Spring and Gift

Spring and Gift March 28, 2019

It’s spring, and I can hardly believe it.  

My hat comes off with a cartoon exclamation point.  I shed my vest. I walk a little straighter because I don’t have to hunch against winter’s bullying wind.  Birds are chirp-chirruping. That yellow is a daffodil’s coy smile.

Spring is a gift that, like anything else, I have to learn to receive.  It’s so easily forget that to be alive is to be the beneficiary of a whole line of giftedness slacking back into history’s dark waters.  We lose our frank ability to receive the gift. We think in terms of defense. We’ve got things to do. Stick to the budget. Work, work, work.  

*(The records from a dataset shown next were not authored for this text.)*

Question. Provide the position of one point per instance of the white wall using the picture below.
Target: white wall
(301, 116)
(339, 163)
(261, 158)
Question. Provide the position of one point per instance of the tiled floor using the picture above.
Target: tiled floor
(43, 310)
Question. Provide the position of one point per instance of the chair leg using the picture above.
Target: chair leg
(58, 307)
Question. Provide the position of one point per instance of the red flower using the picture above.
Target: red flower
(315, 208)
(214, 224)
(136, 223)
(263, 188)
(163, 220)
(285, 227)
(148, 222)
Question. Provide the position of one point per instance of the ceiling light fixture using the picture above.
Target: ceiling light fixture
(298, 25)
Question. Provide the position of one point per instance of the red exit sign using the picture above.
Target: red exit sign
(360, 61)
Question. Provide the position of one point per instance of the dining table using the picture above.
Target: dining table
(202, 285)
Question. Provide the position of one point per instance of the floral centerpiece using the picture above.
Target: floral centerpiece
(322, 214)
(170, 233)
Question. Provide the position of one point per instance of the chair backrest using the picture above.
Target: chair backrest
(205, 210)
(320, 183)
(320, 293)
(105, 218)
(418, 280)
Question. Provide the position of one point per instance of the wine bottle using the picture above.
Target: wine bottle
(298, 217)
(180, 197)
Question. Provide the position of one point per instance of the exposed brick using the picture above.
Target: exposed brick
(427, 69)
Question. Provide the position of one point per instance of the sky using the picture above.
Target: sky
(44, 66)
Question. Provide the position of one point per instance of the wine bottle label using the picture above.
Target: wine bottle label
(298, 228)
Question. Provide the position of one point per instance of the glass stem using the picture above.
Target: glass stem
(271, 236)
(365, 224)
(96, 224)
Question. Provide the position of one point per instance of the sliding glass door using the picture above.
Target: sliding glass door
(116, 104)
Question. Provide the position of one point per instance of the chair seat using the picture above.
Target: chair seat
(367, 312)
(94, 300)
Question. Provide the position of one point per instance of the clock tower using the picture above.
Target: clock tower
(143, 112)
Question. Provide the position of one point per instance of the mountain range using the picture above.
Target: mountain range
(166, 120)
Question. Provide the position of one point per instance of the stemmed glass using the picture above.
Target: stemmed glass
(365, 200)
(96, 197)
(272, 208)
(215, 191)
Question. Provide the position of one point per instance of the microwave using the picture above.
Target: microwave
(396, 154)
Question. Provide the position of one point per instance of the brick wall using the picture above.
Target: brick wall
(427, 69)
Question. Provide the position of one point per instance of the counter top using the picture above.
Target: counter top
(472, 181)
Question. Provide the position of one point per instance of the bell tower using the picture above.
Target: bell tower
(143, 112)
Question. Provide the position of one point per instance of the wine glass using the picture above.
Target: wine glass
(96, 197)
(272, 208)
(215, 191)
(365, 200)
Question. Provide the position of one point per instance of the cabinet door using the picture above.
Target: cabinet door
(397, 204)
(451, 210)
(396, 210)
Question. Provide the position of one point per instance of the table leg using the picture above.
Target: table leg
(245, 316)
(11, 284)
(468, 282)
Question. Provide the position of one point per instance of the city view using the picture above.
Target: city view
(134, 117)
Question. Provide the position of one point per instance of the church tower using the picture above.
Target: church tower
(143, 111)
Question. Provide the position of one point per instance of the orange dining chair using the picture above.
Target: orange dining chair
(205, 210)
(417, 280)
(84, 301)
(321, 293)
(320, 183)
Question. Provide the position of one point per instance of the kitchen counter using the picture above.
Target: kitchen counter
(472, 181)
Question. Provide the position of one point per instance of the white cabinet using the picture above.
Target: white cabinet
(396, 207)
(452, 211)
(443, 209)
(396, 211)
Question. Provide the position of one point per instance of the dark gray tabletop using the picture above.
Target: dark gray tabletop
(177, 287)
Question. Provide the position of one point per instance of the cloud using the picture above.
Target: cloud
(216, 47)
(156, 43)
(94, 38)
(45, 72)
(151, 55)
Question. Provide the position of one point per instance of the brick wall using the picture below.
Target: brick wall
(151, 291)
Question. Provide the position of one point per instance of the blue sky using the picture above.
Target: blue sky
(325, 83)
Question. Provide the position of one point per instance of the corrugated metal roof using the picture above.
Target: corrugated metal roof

And then spring parks outside without asking and robins tumble into the garden.  Can we receive it, breathe it, just be in it–without expecting anything more from the moment?

Sometimes, loss will catch us up short and help awaken us to the giftedness of our reality.  Someone dies or moves or a set of circumstances that were good for us are just puff. Then what?  There’s mourning. That has to happen. But moments of loss can lead to awareness. Sometimes, we learn to just receive the day.

I think this is what people mean when they talk about finding peace.  Those of us who are driven–by false motives or true–can struggle to find this peace, because the gift of the moment becomes fodder for the next thing.

Spring has ways of reminding us that life is worth a pause.  It’s worth a breath. We are more than what we can accomplish with the string of moments given us.  Those moments are gifts anyway, and our preciousness comes by recognizing that they–and we–come from the hand of the Giver.